Ohio State head coach Urban Meyer answers questions from the media as head-coach-in-waiting Ryan Day listens during the press conference at the Fawcett Center on Dec. 4. Credit: Casey Cascaldo | Multimedia Editor

Urban Meyer won 90 percent of his games and a national championship at Ohio State, ending his career with the third highest winning percentage all-time amid college football head coaches.

Given Meyer’s accomplishments, it’s no surprise that first-year head coach Ryan Day would grin and take a sip of coffee when asked about the expectations he will face as the new program ringleader at the 2019 Big Ten Media Day.

Despite the inevitable comparisons lofted at him, Day said he is not trying to be Meyer’s carbon copy.

“I think the easy thing to do is to ask how are you different than Urban Meyer, and that’s not something I really like to answer because first off, you don’t replace a legend,” Day said. “You don’t replace one of the best football coaches in the history of the game.”

For Day, who gained his first head coaching experience in Ohio State’s opening three games this past season due to Meyer’s suspension, finding an individual voice and learning how to be himself in the head role has been a “daily grind.”

However, at his first Big Ten Media Day as a head coach, Day displayed an improvement over his predecessor in one regard. 

Whereas Meyer ignited a firestorm of controversy with his comments on Zach Smith’s domestic abuse allegations at Media Day in 2018, Day had hardly a newsworthy comment in his roughly 75 minutes in front of a mic in Chicago.

Day’s opening statement was a fraction of the length of Big Ten coaches like Minnesota’s P.J. Fleck and Maryland’s Michael Locksley, who regaled the audience with personal anecdotes and insights on their programs’ progress. Day was even tight-lipped about injury updates, declining to comment on the status of senior safety Jordan Fuller, the Buckeyes’ leading tackler in 2018 who missed spring practice.

So large is the shadow that Meyer’s legacy has cast on college football that even Michigan State head coach Mark Dantonio was asked about the former Buckeye coach at Big Ten Media Day.

“I’ve got two hands, and I think [Meyer] only lost eight times,” Dantonio said.

But even the 13-year Big Ten head coaching veteran said he was impressed with Day, who he described as down to earth and charismatic. 

Day takes over the program in a markedly different circumstance than Meyer.

After two years away from coaching, Meyer took the post at Ohio State in 2012 following its worst winning percentage since 1988. Meyer went undefeated in his first year, and by his third he brought the first national championship back to Columbus since 2002.

Day inherits the machine that Meyer built, and a team that lost only one game in a 13-1, Big Ten Championship winning season last year. It would be easy for Day to stay complacent and not make changes to a formula that has maintained the Buckeyes’ as an elite football powerhouse.

However, Day said he won’t coast on the laurels of those who came before him.

“This team’s got a lot to prove,” Day said. “This coaching staff, as a new coaching staff, has a lot to prove.
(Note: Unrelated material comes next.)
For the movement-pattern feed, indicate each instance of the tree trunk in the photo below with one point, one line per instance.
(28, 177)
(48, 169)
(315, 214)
The offense, we lose seven guys, really eight including Mike Weber leaving as well. It’s going to be a new quarterback under center.”

Not only will the offense look different, but Day said one of his biggest dissensions from Meyer is the defensive coaching overhaul. With four new hires on that side of the ball, Day will try to improve a defense that gave up the most yardage per game in program history.

Given Meyer’s status as assistant athletic director at Ohio State, Day said he’d be “crazy if he didn’t” continue to utilize Meyer’s experience in the foreseeable future.

“He’s taken multiple phone calls from me just looking for advice on how to handle certain things,” Day said. “And that would have been the case if I was anywhere else because of our relationship, but being at Ohio State and being right across the street, he’s an unbelievable resource and he’s been a huge help, and he’s going to continue to do that throughout the fall.”